Russians began voting Sunday in a presidential election widely expected to cement President Vladimir Putin’s power for another six years.

Polls first opened in the Far East, and 109 million voters are eligible to cast ballots across the 11 time zones of the world’s biggest country.

It’s an enormous logistical undertaking for a vote that is essentially a one-sided affair. There is no meaningful opposition in the running, and Putin’s fiercest political opponent, Alexei Navalny, has been barred from competing. Despite a lackluster campaign period, the 65-year-old President is the clear front-runner.

Putin is seeking a fourth term as president and is already the country’s longest-serving leader since the Soviet dictator Joseph Stalin. A win would mean a Putin-led Russia until 2024, after which he is constitutionally obliged to stand down.

While the vote may seem like a repeat of the Putin-dominated 2012 election, this one is particularly charged with anti-Western sentiment. With few election-related events to report on, Russians are seeing more news of the country’s diplomatic crises with the UK and United States.

Voter apathy

The Kremlin, however, is concerned about turnout. The uneventful campaign period and lack of competition have left some Russians uninspired. Navalny has called for a boycott of the election since he was squeezed out of the race.

A wave of anti-government protests in the past year also suggests growing fatigue with corruption scandals seeping through the Kremlin and Putin’s inner circle of oligarchs.

Nonetheless, Putin is genuinely a popular figure among many Russians, who see him as a strongman who lifted the country out of post-Soviet chaos to stability.

Polls in the past have also shown that Putin’s popularity rises during times of confrontation with the West, so Russians appear to be shrugging off the current diplomatic crises.

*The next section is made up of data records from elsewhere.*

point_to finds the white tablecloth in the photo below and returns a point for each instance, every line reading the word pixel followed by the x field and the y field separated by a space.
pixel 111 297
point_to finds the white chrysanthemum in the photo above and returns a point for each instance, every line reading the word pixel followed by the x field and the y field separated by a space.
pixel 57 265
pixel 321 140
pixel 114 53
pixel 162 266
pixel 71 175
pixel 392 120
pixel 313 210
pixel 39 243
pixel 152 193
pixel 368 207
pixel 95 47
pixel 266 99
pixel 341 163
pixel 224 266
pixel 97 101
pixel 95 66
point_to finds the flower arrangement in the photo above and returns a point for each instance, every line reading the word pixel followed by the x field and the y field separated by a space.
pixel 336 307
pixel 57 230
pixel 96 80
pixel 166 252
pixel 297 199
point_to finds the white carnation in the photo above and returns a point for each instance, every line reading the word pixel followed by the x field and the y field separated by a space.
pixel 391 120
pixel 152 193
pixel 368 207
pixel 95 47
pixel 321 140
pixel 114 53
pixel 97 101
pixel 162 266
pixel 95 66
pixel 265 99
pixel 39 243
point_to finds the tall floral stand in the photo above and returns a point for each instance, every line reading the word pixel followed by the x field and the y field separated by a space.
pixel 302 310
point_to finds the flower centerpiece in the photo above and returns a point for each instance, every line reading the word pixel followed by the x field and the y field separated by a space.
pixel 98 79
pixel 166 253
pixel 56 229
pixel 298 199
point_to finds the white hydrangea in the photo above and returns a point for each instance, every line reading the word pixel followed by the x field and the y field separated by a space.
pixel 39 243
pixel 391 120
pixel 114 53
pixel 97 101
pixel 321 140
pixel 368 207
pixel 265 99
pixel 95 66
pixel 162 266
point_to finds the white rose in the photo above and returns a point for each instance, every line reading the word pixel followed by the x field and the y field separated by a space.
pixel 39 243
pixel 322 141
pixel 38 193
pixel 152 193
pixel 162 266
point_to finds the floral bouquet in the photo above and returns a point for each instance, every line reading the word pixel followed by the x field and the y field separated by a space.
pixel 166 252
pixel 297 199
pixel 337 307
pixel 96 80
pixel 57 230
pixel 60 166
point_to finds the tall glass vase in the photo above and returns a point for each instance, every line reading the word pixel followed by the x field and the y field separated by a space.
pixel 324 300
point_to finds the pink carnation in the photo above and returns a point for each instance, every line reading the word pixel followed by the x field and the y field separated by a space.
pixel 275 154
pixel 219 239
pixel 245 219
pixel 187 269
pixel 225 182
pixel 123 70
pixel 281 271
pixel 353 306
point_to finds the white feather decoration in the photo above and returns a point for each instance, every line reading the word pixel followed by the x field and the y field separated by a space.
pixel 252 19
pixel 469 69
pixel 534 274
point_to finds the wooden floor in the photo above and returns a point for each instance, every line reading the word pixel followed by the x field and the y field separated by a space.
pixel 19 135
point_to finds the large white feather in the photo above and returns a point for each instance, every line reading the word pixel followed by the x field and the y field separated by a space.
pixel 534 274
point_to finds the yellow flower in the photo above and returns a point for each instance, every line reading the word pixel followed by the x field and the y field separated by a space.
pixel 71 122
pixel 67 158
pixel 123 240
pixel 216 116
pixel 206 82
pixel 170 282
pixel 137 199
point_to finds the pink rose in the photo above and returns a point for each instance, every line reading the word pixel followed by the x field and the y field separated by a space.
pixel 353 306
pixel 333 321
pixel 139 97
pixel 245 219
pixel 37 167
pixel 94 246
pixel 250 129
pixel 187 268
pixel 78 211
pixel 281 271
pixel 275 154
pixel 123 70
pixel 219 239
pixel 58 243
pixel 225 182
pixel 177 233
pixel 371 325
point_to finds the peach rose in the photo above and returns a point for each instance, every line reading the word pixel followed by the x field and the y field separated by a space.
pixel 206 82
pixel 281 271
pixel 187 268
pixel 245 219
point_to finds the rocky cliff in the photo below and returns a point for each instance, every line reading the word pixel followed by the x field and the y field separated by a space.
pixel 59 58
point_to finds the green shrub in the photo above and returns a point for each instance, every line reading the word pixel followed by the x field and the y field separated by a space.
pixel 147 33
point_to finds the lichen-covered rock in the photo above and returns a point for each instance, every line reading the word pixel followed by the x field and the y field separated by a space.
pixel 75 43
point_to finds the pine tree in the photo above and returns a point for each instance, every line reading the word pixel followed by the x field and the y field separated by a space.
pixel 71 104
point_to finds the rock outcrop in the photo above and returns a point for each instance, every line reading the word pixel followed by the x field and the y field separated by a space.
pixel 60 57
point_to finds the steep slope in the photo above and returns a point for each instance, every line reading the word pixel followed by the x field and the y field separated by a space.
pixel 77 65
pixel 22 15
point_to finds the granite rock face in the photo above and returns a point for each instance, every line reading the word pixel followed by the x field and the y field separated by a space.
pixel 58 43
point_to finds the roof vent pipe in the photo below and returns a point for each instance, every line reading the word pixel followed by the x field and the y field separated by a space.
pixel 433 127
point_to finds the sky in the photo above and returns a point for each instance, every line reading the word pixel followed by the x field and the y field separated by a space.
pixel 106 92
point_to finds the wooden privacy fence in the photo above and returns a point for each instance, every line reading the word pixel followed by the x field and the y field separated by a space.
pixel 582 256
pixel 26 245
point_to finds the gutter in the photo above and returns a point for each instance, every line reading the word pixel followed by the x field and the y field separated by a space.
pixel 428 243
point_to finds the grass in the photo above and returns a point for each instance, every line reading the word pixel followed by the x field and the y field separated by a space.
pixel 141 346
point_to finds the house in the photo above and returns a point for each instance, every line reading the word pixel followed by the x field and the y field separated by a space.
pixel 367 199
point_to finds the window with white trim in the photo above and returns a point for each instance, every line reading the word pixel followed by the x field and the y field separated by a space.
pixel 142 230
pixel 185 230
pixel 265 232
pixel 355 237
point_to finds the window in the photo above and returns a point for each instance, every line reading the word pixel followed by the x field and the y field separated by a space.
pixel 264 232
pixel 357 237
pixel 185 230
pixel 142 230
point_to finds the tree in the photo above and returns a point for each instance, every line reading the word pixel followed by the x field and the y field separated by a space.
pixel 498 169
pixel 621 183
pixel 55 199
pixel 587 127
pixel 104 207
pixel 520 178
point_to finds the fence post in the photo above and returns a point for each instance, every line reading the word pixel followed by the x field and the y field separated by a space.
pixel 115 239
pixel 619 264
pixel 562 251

Russia-UK relations plunged into turmoil over the poisoning of a Russian ex-spy, his daughter and a police officer on British soil earlier this month. British Prime Minister Theresa May said it was “highly likely” the Kremlin was behind the attack, and both countries have expelled diplomats in an ongoing tit for tat.

Russia has also vowed to retaliate after the United States imposed new sanctions on the country this week over its reported cyberattacks and meddling in the 2016 presidential election. In both cases, Moscow has dismissed the accusations of involvement in the attacks.

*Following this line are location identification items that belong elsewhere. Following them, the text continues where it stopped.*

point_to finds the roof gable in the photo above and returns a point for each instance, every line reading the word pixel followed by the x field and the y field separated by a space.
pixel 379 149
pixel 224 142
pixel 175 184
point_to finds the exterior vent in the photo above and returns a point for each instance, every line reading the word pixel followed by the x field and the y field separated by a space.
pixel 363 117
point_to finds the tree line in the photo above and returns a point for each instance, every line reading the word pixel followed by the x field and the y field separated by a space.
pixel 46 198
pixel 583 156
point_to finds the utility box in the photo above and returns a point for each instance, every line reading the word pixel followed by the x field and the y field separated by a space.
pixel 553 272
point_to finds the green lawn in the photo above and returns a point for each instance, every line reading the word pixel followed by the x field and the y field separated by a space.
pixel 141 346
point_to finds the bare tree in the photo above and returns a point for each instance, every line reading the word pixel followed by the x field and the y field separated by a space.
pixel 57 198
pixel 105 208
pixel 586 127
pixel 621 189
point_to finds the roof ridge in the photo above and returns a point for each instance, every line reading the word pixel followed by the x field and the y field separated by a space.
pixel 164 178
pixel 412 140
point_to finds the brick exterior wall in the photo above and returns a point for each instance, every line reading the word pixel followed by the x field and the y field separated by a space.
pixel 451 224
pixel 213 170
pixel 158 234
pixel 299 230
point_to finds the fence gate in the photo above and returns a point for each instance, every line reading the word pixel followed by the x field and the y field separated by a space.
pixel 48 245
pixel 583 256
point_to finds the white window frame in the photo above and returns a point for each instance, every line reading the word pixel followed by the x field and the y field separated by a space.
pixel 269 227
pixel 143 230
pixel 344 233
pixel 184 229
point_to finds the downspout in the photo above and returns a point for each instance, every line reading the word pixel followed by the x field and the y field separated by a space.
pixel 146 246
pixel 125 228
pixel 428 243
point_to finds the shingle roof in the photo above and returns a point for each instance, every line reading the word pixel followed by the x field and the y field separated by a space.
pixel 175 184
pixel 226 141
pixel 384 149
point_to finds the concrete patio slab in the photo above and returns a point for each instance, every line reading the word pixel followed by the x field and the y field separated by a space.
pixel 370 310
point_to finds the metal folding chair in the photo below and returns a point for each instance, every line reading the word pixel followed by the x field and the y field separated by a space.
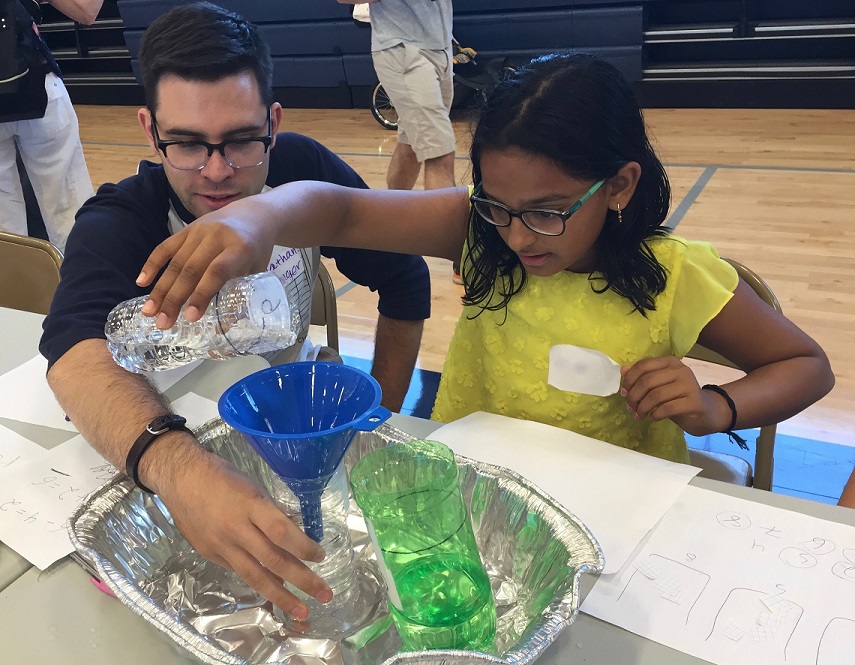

But such conflict with international powers is unlikely to hurt Putin at home.

In fact, he may be banking on confrontation with international players this election. His United Russia party helped parliament move the date of the vote to the fourth anniversary of Russia’s annexation of Crimea from Ukraine. Annexing the Crimean Peninsula in 2014 redefined Russia’s role on the world stage and marked the beginning of new, heightened tensions with Western powers.